En quatrième lieu, il ne résulte pas de l’instruction que les dispositifs de sécurisation du fonctionnement de l’installation seraient insuffisants alors comme il a été dit que le personnel de la société Inject Environnement sera chargé des opérations de suivi, de surveillance et d’entretien, et que des contrats de maintenance avec obligation de résultat, seront signés avec les fournisseurs des composants majeurs de l’unité dont les équipes seront des techniciens de maintenance spécialisés et formés à cet effet et que ces prestataires assureront une supervision à distance permanente.
Par suite, il ne résulte pas de l’instruction que le projet contesté méconnaitrait les dispositions de l’article L. 511-1 du code de l’environnement.

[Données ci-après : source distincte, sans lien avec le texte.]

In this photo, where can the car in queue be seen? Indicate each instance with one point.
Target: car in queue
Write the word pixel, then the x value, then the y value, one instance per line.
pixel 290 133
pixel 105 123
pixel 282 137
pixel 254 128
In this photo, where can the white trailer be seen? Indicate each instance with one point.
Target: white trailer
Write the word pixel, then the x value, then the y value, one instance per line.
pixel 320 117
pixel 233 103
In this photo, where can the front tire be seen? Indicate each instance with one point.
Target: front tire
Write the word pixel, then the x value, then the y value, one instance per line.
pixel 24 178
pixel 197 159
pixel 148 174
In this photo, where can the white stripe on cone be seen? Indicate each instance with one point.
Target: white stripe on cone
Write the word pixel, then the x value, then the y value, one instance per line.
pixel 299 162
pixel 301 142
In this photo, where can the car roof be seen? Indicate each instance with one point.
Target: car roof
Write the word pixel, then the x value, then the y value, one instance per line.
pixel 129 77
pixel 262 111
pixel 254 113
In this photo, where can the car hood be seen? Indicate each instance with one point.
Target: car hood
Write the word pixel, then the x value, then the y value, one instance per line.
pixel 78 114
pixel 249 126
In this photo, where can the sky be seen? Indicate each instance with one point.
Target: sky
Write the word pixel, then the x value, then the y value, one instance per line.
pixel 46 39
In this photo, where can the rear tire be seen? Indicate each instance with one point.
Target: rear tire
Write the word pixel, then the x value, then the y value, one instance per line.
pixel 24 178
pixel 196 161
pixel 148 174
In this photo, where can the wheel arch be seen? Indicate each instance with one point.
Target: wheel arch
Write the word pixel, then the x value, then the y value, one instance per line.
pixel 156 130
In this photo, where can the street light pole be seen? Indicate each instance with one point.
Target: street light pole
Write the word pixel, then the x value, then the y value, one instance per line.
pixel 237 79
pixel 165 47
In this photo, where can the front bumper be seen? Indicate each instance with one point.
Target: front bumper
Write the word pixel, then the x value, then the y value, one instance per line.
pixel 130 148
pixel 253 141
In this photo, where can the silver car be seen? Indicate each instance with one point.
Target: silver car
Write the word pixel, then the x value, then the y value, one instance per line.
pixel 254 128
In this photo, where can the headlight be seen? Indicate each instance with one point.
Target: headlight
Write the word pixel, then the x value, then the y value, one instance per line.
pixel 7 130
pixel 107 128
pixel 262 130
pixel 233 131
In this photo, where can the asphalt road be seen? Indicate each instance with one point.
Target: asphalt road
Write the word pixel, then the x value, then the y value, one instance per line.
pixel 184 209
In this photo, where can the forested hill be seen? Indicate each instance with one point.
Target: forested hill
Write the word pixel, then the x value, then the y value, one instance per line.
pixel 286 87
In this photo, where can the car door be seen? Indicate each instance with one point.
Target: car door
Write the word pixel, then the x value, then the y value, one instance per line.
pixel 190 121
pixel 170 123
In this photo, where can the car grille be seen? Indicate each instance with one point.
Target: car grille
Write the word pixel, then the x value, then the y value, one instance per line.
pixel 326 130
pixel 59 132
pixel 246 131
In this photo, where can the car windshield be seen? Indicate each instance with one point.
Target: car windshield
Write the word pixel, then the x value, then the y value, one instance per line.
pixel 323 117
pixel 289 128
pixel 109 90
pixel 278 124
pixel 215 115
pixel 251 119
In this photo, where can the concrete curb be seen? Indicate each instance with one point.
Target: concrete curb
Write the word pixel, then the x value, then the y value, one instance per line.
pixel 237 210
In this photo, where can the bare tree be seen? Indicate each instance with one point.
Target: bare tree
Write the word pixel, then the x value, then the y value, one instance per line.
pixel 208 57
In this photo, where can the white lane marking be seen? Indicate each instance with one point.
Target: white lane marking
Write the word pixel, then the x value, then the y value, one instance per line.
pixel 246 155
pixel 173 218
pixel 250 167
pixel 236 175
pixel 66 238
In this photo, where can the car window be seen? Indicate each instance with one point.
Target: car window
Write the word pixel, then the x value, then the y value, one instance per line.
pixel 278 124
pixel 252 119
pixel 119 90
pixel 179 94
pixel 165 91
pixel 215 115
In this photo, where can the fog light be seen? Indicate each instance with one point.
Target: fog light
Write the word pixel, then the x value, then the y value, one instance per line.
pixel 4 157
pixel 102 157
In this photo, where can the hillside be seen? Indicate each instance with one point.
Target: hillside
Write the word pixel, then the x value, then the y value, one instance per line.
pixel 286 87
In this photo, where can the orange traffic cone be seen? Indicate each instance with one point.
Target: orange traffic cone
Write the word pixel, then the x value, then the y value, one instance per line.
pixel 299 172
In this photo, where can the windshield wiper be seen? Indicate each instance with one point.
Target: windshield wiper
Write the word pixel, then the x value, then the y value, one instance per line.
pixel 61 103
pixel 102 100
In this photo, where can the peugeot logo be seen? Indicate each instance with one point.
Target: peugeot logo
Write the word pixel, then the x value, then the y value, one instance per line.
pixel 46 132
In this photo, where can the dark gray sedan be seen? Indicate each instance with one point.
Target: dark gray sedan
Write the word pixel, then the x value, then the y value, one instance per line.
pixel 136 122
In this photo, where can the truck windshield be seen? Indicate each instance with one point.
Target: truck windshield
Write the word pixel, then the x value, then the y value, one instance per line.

Le moyen doit donc être écarté.
Il résulte de tout ce qui précède que les requérants ne sont pas fondés à soutenir que c’est à tort que, par les jugements attaqués, le tribunal administratif de Nantes a écarté certains moyens dirigés contre l’arrêté du 31 mai 2021 puis, après régularisation, a rejeté le surplus de leur demande.
Sur les frais liés au litige :
D’une part, les dispositions de l’article L. 761-1 du code de justice administrative font obstacle à ce que soit mise à la charge de l’Etat et de la société Inject Environnement qui ne sont pas dans la présente instance les parties perdantes, la somme demandée par les requérants au titre des frais exposés par eux et non compris dans les dépens.
D’autre part, dans les circonstances de l’espèce, il n’y a pas lieu de faire droit aux demandes présentées sur le même fondement par la société Inject Environnement.
DÉCIDE :
Article 1er : La requête de l’association Brouzils Sentinelles Santé Sécurité Sérénité et autres est rejetée.
Article 2 : Les conclusions présentées par la société Inject Environnement au titre de l’article L. 761-1 du code de justice administrative sont rejetées.
Article 3 : Le présent arrêt sera notifié à l’association Brouzils Sentinelles Santé Sécurité Sérénité, à M. C… D…, à M. A… B…, à la ministre de la transition écologique, de la biodiversité, et des négociations internationales sur le climat et la nature, chargée de l’environnement, et à la société Inject Environnement.
Copie en sera adressée, pour information, au préfet de la Vendée.
Délibéré après l’audience du 15 janvier 2026, à laquelle siégeaient :
- Mme Rimeu, présidente de chambre,
- Mme Dubost, première conseillère,
- M. Hannoyer, premier conseiller.
Rendu public par mise à disposition au greffe le 3 février 2026.
La rapporteure,
A.-M. DUBOST
La présidente,
S. RIMEU
Le greffier,
C. GOY
La République mande et ordonne à la ministre de la transition écologique, de la biodiversité et des négociations internationales sur le climat et la nature en ce qui le concerne, et à tous commissaires de justice à ce requis en ce qui concerne les voies de droit commun contre les parties privées, de pourvoir à l’exécution de la présente décision.